Toyota admitted to the sticky pedal problem in the U.S. only after an ABC News investigation.
Toyota was fined a record $16.4 million for failing to disclose the sticky pedal problem.
For the family of 87-year-old Leo Przbylowski, the government's findings are not good enough. Przbylowski died last May when he crashed into a wall of an Elgin strip mall while driving a 2006 Toyota Corolla.
"There's is something wrong with this car and we want to know what it is . All possibilities have been eliminated and it has to be something with the electric system," said Martin Dolan, attorney representing the Przbylowski family.
The family has filed a lawsuit claiming Toyota sold a defective car that resulted in the death of the Elgin grandfather.
Dolan says this is perhaps the only instance where sudden acceleration was caught on camera.
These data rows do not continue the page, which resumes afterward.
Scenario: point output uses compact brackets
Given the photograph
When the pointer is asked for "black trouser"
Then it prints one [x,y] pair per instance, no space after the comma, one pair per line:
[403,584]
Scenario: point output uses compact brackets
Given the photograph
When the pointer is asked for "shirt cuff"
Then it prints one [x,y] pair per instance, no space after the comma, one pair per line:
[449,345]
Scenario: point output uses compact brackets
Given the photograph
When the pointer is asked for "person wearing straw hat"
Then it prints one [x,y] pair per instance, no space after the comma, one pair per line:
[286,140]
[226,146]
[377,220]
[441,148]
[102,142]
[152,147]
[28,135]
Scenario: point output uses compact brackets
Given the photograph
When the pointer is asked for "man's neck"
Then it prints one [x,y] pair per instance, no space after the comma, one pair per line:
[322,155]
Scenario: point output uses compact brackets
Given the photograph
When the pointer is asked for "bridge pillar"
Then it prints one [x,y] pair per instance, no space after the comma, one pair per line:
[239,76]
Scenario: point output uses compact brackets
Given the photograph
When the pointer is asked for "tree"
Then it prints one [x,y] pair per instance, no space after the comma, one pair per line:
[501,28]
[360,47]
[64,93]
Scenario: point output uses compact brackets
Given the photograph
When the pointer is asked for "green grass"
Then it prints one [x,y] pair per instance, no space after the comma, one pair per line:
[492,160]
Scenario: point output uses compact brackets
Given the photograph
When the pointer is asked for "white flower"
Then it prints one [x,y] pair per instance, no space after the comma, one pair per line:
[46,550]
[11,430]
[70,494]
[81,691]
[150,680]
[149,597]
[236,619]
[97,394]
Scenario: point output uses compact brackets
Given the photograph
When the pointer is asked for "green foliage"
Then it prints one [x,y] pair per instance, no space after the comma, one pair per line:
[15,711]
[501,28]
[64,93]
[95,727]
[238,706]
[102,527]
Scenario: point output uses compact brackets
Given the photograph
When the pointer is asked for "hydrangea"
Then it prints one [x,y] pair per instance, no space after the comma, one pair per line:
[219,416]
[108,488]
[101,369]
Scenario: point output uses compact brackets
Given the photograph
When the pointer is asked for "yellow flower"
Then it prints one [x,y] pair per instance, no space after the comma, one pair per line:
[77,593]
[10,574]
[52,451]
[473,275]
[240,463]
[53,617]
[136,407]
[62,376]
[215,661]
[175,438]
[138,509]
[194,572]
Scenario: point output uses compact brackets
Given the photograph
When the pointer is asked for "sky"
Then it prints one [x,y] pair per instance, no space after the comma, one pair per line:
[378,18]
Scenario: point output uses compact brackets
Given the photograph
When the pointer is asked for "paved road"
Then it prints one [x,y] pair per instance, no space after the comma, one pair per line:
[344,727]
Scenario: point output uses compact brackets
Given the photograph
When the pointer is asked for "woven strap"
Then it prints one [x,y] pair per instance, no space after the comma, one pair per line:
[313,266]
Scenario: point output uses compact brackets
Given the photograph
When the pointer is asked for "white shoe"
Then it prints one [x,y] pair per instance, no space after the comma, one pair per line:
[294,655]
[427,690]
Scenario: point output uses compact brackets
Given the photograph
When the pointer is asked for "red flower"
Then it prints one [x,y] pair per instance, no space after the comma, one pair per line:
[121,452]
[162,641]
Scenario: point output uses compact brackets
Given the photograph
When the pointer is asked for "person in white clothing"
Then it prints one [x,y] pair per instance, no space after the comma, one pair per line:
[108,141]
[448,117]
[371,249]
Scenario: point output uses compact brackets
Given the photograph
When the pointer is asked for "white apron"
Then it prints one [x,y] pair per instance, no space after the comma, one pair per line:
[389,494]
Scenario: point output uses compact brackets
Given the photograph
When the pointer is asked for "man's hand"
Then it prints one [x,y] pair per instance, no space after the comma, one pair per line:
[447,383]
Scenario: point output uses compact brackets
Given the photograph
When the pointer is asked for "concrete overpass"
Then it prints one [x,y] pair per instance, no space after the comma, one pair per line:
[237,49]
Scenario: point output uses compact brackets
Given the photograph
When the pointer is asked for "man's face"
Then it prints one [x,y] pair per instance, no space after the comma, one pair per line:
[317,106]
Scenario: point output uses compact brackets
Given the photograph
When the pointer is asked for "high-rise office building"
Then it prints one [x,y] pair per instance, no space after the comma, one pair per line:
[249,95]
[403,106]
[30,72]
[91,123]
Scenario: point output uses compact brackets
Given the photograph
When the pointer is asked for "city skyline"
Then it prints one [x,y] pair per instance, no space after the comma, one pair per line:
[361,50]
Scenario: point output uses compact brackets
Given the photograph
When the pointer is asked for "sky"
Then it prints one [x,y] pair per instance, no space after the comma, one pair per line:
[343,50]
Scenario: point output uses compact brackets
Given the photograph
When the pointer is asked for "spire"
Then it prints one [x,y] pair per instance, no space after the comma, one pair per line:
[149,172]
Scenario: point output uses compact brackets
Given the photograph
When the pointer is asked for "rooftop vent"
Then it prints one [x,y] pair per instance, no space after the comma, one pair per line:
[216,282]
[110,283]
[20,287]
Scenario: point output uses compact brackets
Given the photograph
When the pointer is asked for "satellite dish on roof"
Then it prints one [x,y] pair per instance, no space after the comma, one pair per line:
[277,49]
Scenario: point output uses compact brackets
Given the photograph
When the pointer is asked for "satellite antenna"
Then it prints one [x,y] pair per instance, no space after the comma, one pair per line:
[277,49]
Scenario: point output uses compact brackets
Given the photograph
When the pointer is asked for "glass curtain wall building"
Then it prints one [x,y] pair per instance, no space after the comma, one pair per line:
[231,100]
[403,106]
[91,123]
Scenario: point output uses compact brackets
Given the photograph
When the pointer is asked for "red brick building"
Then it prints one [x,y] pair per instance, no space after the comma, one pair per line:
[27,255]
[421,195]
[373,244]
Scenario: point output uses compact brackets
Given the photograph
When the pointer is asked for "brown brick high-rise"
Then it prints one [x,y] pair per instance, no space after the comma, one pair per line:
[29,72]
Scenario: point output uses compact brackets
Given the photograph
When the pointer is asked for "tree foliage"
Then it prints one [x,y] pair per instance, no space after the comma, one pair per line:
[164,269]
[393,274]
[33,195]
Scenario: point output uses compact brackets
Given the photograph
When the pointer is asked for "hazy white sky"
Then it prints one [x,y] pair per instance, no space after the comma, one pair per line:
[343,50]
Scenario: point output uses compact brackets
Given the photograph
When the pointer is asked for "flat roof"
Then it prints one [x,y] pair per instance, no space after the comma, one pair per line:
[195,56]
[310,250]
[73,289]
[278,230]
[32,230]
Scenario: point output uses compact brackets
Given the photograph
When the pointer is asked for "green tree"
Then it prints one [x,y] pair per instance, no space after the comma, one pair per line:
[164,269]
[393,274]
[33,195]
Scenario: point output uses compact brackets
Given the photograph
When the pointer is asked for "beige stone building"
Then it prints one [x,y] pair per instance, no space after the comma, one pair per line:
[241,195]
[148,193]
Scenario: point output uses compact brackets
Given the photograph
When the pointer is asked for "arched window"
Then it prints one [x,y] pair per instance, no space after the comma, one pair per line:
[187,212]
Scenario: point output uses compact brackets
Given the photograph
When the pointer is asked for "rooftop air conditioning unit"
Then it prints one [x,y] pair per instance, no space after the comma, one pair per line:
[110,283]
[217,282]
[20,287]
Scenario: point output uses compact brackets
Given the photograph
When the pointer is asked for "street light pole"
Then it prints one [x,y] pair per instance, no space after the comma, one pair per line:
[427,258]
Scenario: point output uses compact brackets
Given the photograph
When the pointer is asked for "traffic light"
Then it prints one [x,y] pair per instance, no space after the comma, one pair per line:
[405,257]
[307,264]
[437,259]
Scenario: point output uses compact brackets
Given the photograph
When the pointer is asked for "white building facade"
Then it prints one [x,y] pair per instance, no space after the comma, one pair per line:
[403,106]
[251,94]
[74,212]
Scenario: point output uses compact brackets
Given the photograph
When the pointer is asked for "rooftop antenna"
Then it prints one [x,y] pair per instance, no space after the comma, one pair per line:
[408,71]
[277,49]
A surveillance camera installed on top of the mall parking lot shows Przbylowski backing out of a parking space and then quickly accelerating forward and smashing into a wall.
"He said the car took off like a jack rabbit, that he had no control of the vehicle and it took off. Those were his words he was telling his family as he was trying to describe what happened," said Dolan.
Pryzbylowski was a truck driver in the Navy and made a career out of that profession for decades. The family is seeking damages for loss of life, but Dolan would not put dollar amount saying it's up to the jury.Toyota still faces a class action lawsuit and could face billions in damages.